Après la levée de son immunité parlementaire, Martine Froger, députée élue en avril 2023 et récemment conseillère municipale à Tarascon-sur-Ariège, a été mise en examen le 23 mars 2026 dans le cadre d’une enquête judiciaire portant sur la gestion de deux associations locales.
Selon le procureur de la République de Toulouse, David Charmatz, « les premières investigations confiées à la section de recherche de Toulouse ont permis de confirmer les éléments signalés par le service Tracfin ». La note du service de lutte contre les circuits financiers clandestins avait pointé des irrégularités dans les déclarations de la députée auprès de la Haute Autorité pour la Transparence de la Vie Publique (HATVP) et la possibilité d’infractions financières au sein des associations CASTA et BATI+, dont elle était directrice salariée.
L’instruction, ouverte en octobre 2025, porte sur une série de chefs d’accusation : « abus de confiance, abus de confiance en bande organisée, non désignation de commissaire aux comptes, faux et usage de faux, exécution d’un travail dissimulé, abus de bien sociaux et déclaration incomplète ou mensongère à la HATVP ». Les faits reprochés s’étendraient de janvier 2019 à novembre 2025. Après sa mise en examen, Martine Froger a été placée sous contrôle judiciaire strict, comprenant notamment l’interdiction de se rendre dans les locaux des associations et l’obligation de signaler tout déplacement hors du territoire métropolitain. Elle doit également verser une caution de 30 001 euros.

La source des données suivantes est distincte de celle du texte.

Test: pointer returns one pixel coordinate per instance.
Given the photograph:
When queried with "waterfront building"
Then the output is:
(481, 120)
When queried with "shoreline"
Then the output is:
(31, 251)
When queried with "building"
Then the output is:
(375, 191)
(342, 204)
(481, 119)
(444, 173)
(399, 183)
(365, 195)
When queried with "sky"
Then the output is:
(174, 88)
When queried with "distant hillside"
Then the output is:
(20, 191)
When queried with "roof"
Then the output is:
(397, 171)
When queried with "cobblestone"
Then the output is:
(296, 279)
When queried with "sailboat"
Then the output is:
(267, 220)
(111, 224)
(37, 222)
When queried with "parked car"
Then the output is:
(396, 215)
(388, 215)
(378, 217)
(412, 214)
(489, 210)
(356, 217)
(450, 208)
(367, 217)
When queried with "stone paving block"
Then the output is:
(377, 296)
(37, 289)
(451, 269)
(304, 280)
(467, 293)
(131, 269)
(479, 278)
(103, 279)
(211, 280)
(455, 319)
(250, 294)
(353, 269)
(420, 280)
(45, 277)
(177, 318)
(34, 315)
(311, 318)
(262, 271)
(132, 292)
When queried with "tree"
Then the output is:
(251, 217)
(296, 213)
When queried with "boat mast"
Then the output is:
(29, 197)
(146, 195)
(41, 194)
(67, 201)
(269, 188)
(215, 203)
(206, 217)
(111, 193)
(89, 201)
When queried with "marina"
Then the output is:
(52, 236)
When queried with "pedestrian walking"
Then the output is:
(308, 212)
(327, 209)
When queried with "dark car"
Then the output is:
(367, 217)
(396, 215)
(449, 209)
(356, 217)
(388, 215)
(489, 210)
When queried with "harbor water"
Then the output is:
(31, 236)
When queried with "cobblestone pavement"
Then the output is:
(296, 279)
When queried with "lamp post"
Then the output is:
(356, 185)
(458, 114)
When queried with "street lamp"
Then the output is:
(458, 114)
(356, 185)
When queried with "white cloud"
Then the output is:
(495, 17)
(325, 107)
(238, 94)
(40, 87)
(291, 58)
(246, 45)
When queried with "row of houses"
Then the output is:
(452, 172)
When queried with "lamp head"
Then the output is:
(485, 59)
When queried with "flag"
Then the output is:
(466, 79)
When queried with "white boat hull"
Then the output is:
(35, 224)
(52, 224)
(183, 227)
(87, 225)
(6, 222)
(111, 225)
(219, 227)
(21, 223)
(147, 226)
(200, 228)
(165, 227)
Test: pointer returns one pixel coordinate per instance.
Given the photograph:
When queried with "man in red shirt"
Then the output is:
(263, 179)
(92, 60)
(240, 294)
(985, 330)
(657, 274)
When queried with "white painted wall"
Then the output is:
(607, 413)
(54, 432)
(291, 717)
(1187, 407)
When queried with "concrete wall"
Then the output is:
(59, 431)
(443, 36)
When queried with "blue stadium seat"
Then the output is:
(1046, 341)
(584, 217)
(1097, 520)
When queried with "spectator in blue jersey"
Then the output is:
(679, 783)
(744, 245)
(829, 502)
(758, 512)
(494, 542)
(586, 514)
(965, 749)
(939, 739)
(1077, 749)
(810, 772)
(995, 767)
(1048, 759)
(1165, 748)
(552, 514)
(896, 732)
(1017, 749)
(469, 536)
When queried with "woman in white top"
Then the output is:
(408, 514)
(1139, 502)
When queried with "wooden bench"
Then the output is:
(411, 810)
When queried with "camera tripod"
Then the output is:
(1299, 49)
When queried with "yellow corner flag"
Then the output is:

Une affaire qui touche plusieurs proches et collaborateurs de Martine Froger
L’enquête a également concerné plusieurs autres protagonistes. Les directrices actuelles, l’expert-comptable et la comptable en charge des organisations CASTA et BATI+ et le président de BATI+, ont été mis en examen. Le fils de Martine Froger, gérant de la société Les Jardins d’Ocxtanie, a lui été inculpé pour abus de biens sociaux et travail dissimulé. Tous sont soumis à des mesures de contrôle judiciaire, notamment l’interdiction de contacter la députée.
Huit gardes à vue ont été prolongées pour permettre les auditions et présentations devant les juges d’instruction, tandis que l’attachée parlementaire de Martine Froger a été remise en liberté sans mise en examen.